Paying Taxes on Prize Money
Winning money on your favorite sweepstakes site is always completely thrilling. Oftentimes winners are in disbelief that they really won and sometimes say they won’t truly believe it until they see the check with their name on it. That’s a natural reaction because, although we’ve all seen big winners both on sweeps and lottery games, becoming one of those winners could seem surreal at first. Once you hold that check in your hands, though, the reality of that money being yours begins to sink in and your mind may be racing with all the ideas you have for what you’ll spend in on.
There are rules, however, which govern sweepstakes in the United States and one of them is taxes. That’s the harsh reality of any cash prize win. The federal government views it as income and therefore, the winner is required to pay income taxes on the money they’ve earned from the prize win.
If the amount of the win is over $600, or the value of the prize is, the sweepstakes site is required to request a tax form be filled out by the winner before they can release the prize money. This is a W-9 form they will send to the winner, so they have a record of where the money went and who owes the income taxes on it, which is a requirement by law. At the end of the fiscal tax year, the sweepstakes company will issue a 1099 form to the winner, which they also file with the IRS. This means, the winner must file taxes along with that form to show it as income on their tax return.

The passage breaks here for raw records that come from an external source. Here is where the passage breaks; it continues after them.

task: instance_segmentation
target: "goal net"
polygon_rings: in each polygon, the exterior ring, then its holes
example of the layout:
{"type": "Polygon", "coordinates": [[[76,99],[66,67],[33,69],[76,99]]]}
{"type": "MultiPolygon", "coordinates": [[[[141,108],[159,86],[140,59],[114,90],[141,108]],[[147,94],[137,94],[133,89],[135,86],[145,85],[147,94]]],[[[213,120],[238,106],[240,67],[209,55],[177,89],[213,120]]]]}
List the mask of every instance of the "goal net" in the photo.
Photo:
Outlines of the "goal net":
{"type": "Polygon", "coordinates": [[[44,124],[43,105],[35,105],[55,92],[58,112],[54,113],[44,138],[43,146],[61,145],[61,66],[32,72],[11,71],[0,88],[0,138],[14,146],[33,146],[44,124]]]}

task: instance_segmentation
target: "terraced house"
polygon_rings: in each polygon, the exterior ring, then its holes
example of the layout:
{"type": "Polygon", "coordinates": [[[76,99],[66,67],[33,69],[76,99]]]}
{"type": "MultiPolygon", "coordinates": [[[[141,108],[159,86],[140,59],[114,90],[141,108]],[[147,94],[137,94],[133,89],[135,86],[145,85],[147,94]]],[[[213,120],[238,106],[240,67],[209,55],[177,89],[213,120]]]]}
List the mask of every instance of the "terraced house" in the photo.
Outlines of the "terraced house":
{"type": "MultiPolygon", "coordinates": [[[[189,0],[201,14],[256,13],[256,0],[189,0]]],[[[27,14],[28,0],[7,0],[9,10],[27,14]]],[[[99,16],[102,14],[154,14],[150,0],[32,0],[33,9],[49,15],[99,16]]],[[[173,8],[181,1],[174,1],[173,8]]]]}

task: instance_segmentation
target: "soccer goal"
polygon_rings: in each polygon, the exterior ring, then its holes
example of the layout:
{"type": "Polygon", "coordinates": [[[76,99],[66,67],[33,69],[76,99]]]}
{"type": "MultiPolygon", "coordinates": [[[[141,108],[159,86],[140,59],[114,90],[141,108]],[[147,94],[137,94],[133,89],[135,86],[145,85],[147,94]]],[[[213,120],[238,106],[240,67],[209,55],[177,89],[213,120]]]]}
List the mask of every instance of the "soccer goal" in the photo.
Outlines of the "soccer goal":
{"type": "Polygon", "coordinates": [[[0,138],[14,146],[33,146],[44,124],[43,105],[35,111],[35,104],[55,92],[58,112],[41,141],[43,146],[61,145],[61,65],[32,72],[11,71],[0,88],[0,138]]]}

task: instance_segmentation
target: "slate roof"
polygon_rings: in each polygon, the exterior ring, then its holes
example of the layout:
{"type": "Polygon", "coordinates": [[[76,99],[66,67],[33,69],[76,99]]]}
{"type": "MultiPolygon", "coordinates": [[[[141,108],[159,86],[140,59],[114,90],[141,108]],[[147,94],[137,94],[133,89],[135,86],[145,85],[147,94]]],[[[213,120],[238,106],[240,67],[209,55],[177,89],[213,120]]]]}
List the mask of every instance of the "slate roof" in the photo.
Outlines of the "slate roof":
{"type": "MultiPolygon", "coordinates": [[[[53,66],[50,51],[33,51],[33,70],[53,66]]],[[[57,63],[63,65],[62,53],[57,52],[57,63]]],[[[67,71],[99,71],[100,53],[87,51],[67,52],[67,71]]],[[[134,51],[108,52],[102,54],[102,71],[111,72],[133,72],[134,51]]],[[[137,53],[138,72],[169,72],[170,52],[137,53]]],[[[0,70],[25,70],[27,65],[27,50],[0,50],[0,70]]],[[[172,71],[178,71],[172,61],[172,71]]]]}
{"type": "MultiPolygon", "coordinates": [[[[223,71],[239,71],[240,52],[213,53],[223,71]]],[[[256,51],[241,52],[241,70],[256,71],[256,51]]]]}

If the prize is under $600, the forms need not be filed, but it is still the responsibility of the winner to report it on their income taxes, because it is still considered income. For prize amounts under $600, the sweepstakes company who paid the prize money does not get involved with any tax form filings. That becomes the sole responsibility of the winner to include it as income when they file their personal income tax returns.
If someone wins a large cash prize, for example $10,000, and they refuse to submit a W-9 to the sweepstakes company, they cannot collect the prize money. They can opt for a much smaller amount, usually around $500 for a prize that large. It sounds strange, but there are people who refuse to fill out the tax form and, unfortunately, miss out on collecting their large cash prize award.
If you are fortunate enough to win a large sum of money, the best thing you can do is consult with an accountant on how to handle it. You’ll want to look for and hire a CPA (certified public accountant) to help you navigate filing your income taxes. If you don’t already have a trusted accountant, ask around and find out if people you know have someone they like to use to prepare their taxes.
If you did win $10,000 for example, that would be added to your annual income for tax purposes and your accountant will know exactly how to report it. They will also be able to advise you on other tax details such as claiming deductions for expenses and things along those lines. If you’re someone who files their own taxes using tax accounting software, you should be able to easily figure out where to insert that added income amount.
If you were to become the winner of a considerably large amount of money, say $10 million, it’s advisable to hire an attorney who is well versed in finance. Most celebrities and those who are in the higher income brackets making millions usually have reliable financial advisors they trust to handle the legal part of having that much money. Unless you know celebrities or wealthy people in the upper tax brackets you may have to do a bit of research to find someone trustworthy to help you handle your money management.